Last week my neurologist looked point blank at my husband and said, "Be really, really nice to her, this medication can make her crazy. It can really mess with her mind!" 
I was like, Nawwwww! I'm actually doing really well! Appreciate that, but....not sure what you're talking about?! I guess it hit like a mack truck right upside my head yesterday I think at about 11:00 am.  Six weeks on a high powered cortisone, now that I look at it, has taken it's tole. I have gained 17 pounds, I have a HUGE ridiculous chipmunk face, I get up 1-3 times a night soaking wet, freezing and having to change ALL my clothes. BUT, THIS MED is what is helping me to out of STAY out of bed right now  through the Christmas season. So, wish me and my family and the random weird guys at Target good LUCK!
6 weeks ago

Today After 6 weeks on high dose cortisone's
just call me Brittany from the Chippettes, a female Chipmonk!
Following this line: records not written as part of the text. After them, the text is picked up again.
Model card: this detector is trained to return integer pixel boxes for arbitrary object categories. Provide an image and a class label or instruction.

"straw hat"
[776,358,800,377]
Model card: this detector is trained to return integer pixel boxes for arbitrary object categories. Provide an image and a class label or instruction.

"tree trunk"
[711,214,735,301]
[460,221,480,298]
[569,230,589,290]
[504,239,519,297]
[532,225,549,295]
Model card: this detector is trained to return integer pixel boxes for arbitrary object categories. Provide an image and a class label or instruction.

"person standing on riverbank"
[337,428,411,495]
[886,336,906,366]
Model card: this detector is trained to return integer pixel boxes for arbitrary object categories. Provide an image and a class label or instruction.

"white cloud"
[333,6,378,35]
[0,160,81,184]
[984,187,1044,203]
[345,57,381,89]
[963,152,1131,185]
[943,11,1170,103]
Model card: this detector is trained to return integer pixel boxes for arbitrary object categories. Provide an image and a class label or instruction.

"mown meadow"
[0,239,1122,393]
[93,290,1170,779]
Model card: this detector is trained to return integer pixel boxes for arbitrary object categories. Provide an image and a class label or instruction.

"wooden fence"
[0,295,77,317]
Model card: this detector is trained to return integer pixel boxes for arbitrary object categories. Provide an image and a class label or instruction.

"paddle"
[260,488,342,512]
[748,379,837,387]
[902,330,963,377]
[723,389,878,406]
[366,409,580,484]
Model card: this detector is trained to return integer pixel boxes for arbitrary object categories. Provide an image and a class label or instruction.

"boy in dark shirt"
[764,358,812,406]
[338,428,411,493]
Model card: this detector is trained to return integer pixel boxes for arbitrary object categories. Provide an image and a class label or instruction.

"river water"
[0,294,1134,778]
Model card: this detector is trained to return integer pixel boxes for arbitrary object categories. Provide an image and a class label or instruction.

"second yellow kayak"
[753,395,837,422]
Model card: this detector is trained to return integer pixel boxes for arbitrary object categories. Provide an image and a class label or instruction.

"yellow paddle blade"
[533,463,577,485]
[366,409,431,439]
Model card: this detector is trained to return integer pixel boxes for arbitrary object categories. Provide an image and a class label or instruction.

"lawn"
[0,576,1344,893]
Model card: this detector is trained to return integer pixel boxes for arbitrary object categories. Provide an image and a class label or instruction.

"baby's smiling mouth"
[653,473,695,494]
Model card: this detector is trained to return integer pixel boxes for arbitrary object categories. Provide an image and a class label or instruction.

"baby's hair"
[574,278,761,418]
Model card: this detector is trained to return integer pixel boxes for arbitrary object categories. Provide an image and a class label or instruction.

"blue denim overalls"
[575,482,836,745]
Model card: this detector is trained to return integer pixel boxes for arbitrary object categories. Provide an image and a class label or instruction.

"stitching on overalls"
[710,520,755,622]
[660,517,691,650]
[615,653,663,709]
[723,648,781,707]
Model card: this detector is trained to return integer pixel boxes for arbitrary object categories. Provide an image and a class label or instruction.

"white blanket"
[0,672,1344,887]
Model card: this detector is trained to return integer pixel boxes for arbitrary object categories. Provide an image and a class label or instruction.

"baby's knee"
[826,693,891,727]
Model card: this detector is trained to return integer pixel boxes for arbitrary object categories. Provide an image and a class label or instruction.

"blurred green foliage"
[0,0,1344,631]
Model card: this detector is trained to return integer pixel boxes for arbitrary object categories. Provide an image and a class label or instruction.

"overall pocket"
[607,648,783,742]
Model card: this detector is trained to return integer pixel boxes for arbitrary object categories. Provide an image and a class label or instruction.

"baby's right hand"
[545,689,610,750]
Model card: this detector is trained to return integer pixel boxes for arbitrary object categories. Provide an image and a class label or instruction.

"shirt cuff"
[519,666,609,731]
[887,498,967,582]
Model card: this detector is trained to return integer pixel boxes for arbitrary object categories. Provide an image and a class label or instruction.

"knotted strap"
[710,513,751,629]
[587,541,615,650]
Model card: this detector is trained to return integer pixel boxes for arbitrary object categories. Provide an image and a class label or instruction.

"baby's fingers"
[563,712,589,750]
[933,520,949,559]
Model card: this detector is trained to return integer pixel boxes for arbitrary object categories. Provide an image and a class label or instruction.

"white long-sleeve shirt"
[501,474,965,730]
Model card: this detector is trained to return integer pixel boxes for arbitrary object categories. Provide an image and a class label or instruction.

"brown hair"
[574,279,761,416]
I practically got a doctors note;

Dear Family, Friends and Random Strangers in the Community, 

With my permission this patient may freak out at any time. She may yell, spaz, hiss, fuss, foam at the mouth or just act plain crazy at the drop of a hat. Please be extra nice to her. Don't get mad. Don't respond angrily. Please be understanding. Stay calm. Please hold her hand and tell her everything is gonna be OK. Please bring her candy cane ice cream often. Perhaps even some mint tea and an ice pack. (Gifts would be a bonus.) Understand that her heart is in the right place. But the devil is trying to get a foothold wherever he can and right now it by way of her medication. PS. Keeping a clean house and toilet paper stocked would help her calm down.

Sincerely,
Her Favorite Neurologist

So, I ask... am I still responsible for the choices I make when on powerful medication?
Shoot. I still believe the answer is...YES. This MAY or may not backfire on me!

I am responsible for my actions. 
Whether difficult or not. 
Today, I will chose to be MORE aware of my surging feelings and need to throw things. Medication or NO medication I am responsible for my behavior.

 Yesterday I messed up. But today is a new day.

 This is the day the Lord has made;
We will rejoice and be glad in it. Psalm 118:24 NKJV 

 And today I will make a choice to lift people up. Regardless of how I feel.
(I'll let you know how it goes!)

HARD DOESN'T MEAN I CAN'T DO IT.
I tell this to my kids all the time. Today, I tell it to myself.
Created for someone very special. Haven't given it to them yet.
 “See, I have set before you today life and good, death and evil,  in that I command you today to love the Lord your God, to walk in His ways, and to keep His commandments, His statutes, and His judgments, that you may live and multiply; and the Lord your God will bless you in the land which you go to possess. But if your heart turns away so that you do not hear, and are drawn away, and worship other gods and serve them, I announce to you today that you shall surely perish; you shall not prolong your days in the land which you cross over the Jordan to go in and possess. I call heaven and earth as witnesses today against you, that I have set before you life and death, blessing and cursing; therefore choose life, that both you and your descendants may live; that you may love the Lord your God, that you may obey His voice, and that you may cling to Him, for He is your life and the length of your days; and that you may dwell in the land which the Lord swore to your fathers, to Abraham, Isaac, and Jacob, to give them.” 
Deuteronomy 30:15-20 NKJV

PRAISE GOD for a new day!
PRAISE God that He gives me choices!
PRAISE God He gives me second chances!
PRAISE God that He loves me no matter what!
PRAISE God that there are medications that can help me!
PRAISE God that my family still loves me!